Objectives: To explore functional connectivity at a network level with MEG, pre-and post-administration of medications, in cervical dystonia and Meige syndrome. Background: Mechanisms thought to play a critical role in dystonia include reduced intracortical inhibition and distorted somatotopic cortical representation. Prior studies showed altered functional connectivity within the sensorimotor, the executive control and the primary visual network. Methods: MEG Data on 5 patients, 4 with cervical dystonia and 1 with Meige syndrome (age: 16-70 years) were matched to 5 (age and sex matched) healthy controls.
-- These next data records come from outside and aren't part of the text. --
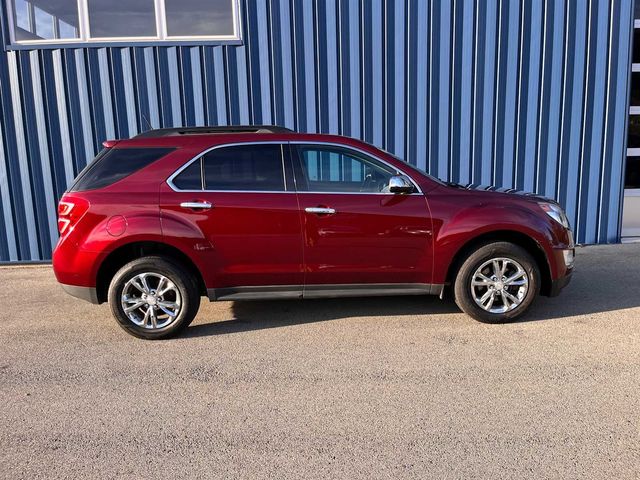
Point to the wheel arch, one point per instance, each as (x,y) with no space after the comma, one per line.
(512,236)
(122,255)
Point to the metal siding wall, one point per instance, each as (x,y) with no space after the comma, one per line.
(527,94)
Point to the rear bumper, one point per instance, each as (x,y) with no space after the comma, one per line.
(559,283)
(88,294)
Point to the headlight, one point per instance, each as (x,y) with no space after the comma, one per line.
(555,212)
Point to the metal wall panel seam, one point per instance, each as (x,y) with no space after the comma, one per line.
(556,94)
(466,105)
(621,120)
(264,71)
(23,163)
(288,92)
(174,87)
(43,146)
(331,68)
(509,133)
(7,207)
(152,87)
(490,78)
(65,139)
(221,96)
(422,85)
(105,87)
(129,95)
(533,95)
(85,113)
(592,204)
(354,69)
(443,107)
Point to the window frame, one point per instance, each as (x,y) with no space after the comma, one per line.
(295,153)
(162,38)
(283,159)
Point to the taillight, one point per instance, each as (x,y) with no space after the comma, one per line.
(70,210)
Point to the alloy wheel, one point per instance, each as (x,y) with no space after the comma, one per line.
(151,300)
(499,285)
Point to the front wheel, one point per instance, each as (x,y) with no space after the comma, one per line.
(153,297)
(497,282)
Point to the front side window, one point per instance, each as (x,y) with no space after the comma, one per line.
(329,169)
(34,22)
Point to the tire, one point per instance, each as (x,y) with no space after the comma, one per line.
(473,293)
(141,282)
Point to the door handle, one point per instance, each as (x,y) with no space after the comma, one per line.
(320,210)
(196,205)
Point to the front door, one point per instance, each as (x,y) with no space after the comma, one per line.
(239,214)
(355,231)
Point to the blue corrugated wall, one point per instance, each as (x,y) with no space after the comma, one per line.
(527,94)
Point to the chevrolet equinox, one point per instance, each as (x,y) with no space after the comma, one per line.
(155,222)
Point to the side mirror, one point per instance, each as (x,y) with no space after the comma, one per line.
(400,184)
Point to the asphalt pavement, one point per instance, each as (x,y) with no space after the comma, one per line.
(396,387)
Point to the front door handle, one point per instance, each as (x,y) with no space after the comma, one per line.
(196,205)
(320,210)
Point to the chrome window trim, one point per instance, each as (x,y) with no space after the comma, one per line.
(282,143)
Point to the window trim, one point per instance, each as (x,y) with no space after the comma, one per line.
(169,180)
(203,153)
(418,190)
(162,38)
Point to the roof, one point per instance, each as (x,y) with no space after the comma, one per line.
(166,132)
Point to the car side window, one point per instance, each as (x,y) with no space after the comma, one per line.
(335,169)
(256,167)
(191,177)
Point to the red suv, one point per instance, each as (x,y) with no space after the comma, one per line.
(242,213)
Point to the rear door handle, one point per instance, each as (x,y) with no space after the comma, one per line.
(320,210)
(196,205)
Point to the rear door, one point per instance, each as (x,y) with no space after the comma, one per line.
(244,210)
(355,231)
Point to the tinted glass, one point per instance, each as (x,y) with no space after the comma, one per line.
(199,17)
(632,174)
(122,18)
(115,164)
(244,167)
(190,178)
(340,170)
(50,20)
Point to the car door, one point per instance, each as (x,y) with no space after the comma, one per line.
(243,217)
(355,231)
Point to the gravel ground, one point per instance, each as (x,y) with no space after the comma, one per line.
(404,387)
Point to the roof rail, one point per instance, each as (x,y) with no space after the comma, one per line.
(166,132)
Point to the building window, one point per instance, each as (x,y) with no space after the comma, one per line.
(60,22)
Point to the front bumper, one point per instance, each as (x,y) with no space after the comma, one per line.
(88,294)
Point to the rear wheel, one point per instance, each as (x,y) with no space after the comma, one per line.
(497,282)
(153,297)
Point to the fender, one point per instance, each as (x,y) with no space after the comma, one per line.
(452,233)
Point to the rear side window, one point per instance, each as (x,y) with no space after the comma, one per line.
(190,178)
(245,167)
(114,164)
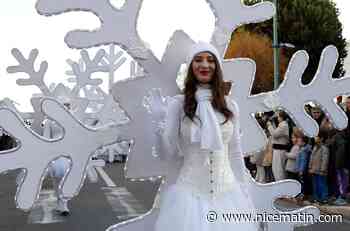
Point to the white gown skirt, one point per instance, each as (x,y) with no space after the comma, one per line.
(183,210)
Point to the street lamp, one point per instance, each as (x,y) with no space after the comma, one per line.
(276,49)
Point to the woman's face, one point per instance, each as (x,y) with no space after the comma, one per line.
(203,67)
(279,118)
(300,141)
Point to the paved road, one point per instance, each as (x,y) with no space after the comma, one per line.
(99,205)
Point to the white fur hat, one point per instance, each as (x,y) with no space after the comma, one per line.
(202,47)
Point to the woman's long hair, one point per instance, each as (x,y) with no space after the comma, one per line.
(218,88)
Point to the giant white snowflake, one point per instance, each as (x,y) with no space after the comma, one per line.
(118,26)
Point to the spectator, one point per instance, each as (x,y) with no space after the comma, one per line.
(292,155)
(318,168)
(302,161)
(342,174)
(280,141)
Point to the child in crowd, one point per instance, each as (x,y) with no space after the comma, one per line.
(318,168)
(292,155)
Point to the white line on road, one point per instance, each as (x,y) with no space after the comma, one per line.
(43,211)
(124,203)
(109,182)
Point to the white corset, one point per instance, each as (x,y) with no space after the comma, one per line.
(207,174)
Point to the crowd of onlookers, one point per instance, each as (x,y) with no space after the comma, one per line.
(321,164)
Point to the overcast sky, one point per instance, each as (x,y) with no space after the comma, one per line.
(23,28)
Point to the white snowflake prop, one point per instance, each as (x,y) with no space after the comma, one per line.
(118,26)
(35,153)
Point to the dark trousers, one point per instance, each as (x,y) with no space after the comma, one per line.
(320,187)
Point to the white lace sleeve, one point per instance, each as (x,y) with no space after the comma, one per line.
(168,139)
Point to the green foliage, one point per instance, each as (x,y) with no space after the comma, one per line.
(310,25)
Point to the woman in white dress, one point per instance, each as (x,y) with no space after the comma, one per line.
(202,127)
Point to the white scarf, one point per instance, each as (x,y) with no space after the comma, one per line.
(208,132)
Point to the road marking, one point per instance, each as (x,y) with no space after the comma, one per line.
(43,211)
(123,203)
(109,182)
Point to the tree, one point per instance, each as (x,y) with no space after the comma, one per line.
(257,47)
(310,25)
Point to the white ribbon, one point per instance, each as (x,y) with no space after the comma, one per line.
(207,132)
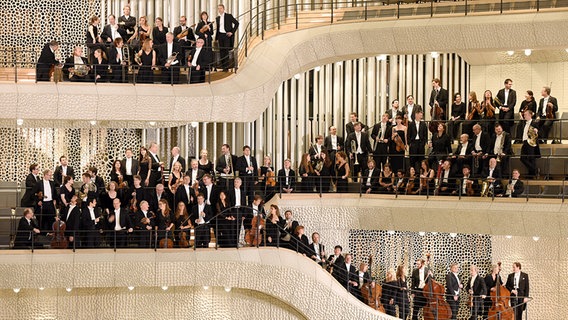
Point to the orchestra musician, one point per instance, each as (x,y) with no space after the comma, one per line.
(227,25)
(47,61)
(381,134)
(547,108)
(198,61)
(439,95)
(508,98)
(76,67)
(169,60)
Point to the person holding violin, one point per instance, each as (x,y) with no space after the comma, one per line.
(518,284)
(453,289)
(477,291)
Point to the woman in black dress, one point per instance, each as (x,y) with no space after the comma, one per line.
(343,171)
(147,62)
(397,157)
(204,163)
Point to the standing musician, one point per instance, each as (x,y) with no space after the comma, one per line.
(227,25)
(547,108)
(518,284)
(438,96)
(380,134)
(477,290)
(46,61)
(507,98)
(453,289)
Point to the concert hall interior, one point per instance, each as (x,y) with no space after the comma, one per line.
(283,159)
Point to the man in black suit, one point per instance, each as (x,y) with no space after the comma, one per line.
(29,198)
(176,157)
(287,177)
(381,134)
(453,289)
(185,42)
(61,171)
(333,143)
(546,102)
(417,139)
(226,25)
(362,148)
(112,31)
(46,60)
(248,171)
(370,178)
(462,154)
(74,65)
(170,65)
(481,142)
(410,109)
(120,223)
(420,276)
(27,230)
(439,95)
(130,166)
(508,98)
(199,61)
(501,148)
(518,284)
(46,205)
(200,216)
(476,287)
(225,166)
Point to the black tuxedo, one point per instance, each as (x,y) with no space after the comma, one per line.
(58,175)
(442,97)
(381,148)
(282,179)
(522,292)
(29,198)
(181,161)
(204,59)
(44,63)
(416,146)
(226,43)
(505,118)
(106,35)
(202,233)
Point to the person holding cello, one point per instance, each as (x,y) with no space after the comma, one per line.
(477,290)
(518,284)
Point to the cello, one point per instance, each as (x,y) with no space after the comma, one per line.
(500,309)
(372,291)
(437,308)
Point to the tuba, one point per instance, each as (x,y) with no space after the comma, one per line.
(354,151)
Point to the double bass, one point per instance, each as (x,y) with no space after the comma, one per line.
(437,308)
(372,292)
(500,309)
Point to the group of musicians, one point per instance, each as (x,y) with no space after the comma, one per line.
(488,296)
(122,44)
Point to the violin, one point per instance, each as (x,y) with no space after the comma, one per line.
(437,308)
(500,309)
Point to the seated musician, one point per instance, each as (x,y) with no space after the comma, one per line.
(370,178)
(468,186)
(27,230)
(514,187)
(76,67)
(198,61)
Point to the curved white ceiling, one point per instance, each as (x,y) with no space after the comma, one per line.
(244,96)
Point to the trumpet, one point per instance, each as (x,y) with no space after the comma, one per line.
(354,151)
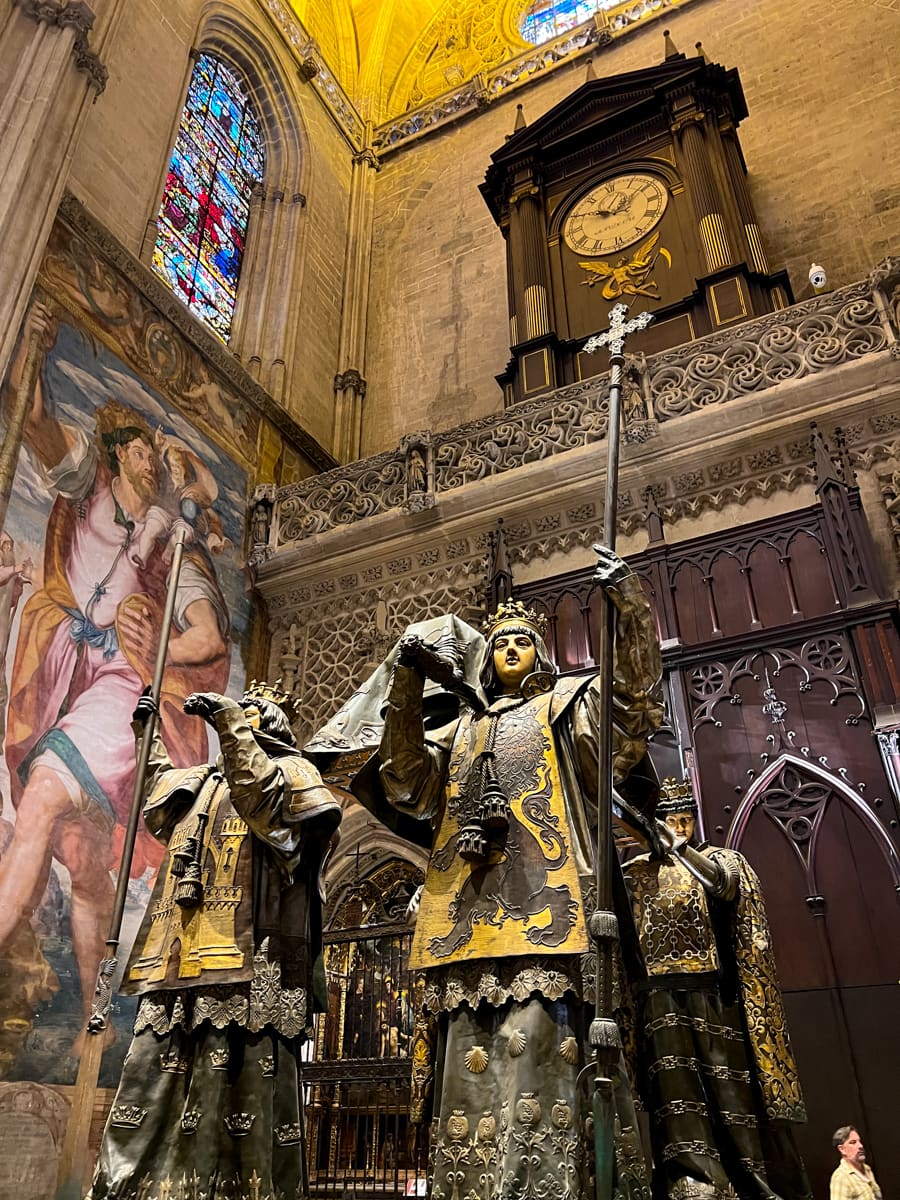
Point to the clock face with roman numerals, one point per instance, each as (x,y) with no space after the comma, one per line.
(615,214)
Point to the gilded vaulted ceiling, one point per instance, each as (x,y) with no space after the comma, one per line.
(390,55)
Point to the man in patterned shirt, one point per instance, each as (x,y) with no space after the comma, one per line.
(853,1177)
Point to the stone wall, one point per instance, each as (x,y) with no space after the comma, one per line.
(821,145)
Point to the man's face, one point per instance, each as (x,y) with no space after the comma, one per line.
(682,825)
(137,465)
(852,1149)
(514,658)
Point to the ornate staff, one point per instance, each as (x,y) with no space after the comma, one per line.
(72,1180)
(604,927)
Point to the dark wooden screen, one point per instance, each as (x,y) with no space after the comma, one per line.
(359,1138)
(779,653)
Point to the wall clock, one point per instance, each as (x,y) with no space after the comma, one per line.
(616,214)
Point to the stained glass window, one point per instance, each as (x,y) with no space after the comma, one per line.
(546,18)
(219,156)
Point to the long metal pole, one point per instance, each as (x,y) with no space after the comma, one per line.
(604,927)
(72,1180)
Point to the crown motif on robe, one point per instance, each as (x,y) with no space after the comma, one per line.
(274,693)
(676,796)
(190,1120)
(126,1116)
(239,1123)
(514,612)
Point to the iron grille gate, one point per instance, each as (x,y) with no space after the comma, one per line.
(360,1141)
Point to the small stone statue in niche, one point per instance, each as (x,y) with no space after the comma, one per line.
(419,465)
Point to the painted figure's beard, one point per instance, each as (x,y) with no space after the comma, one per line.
(143,483)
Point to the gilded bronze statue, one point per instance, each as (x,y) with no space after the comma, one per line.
(715,1063)
(210,1101)
(504,790)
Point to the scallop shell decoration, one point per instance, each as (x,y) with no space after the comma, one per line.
(569,1049)
(475,1060)
(517,1042)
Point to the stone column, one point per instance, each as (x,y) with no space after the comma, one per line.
(703,189)
(349,379)
(49,76)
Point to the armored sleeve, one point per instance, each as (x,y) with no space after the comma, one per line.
(165,801)
(261,790)
(412,769)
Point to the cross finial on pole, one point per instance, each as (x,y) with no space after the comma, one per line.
(604,1031)
(619,328)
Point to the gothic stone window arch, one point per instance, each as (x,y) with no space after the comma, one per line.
(545,19)
(217,160)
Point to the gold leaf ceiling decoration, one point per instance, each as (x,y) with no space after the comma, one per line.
(390,55)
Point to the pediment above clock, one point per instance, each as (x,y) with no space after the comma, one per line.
(604,109)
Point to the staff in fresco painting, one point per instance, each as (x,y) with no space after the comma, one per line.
(502,930)
(717,1066)
(225,964)
(84,653)
(13,580)
(852,1179)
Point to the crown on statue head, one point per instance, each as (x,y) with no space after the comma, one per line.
(274,693)
(514,612)
(676,796)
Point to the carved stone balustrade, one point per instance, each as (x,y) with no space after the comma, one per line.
(827,331)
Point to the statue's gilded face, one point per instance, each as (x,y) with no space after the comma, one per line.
(514,658)
(252,714)
(682,825)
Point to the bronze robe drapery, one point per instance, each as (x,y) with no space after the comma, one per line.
(717,1066)
(503,946)
(210,1097)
All patients (4 on Botulinum toxin, 1 on Diazepam) showed clinical benefit with medications. Two 15-minute MEG scans pre and post intervention were obtained. Synchronization of neuronal activity was quantified by calculating coherence source imaging (CSI) between cortical sites from MEG imaged brain activations. A region-of-interest (ROI) tool was used to identify 54 regions in the brain (27 in each hemisphere). Within the frequency band 3-50Hz, a t-test was conducted to assess group difference in average CSI values for each pair of brain regions (N51,431). A P value was produced for each region pair. Only statistically significant coherence values (p<0.05) with a large effect size were considered. Results: Using group based analysis, in both pre-treatment and posttreatment groups, the biggest difference in coherence between patients and controls was seen in the fronto-striatal and occipito-striatal regions, with some differences in the parieto-striatal and striato-parietal regions. On comparing pre-and post-treatment dystonia patients, an increase in coherence was observed in these regions post treatment. Conclusion: Our exploratory study using MEG showed increased neuronal connectivity in regions associated with visuospatial and executive function, with an increase post medication in patients with cervical dystonia and Meige syndrome. The latter may be a biomarker for normalization of aberrant connectivity and merits further exploration.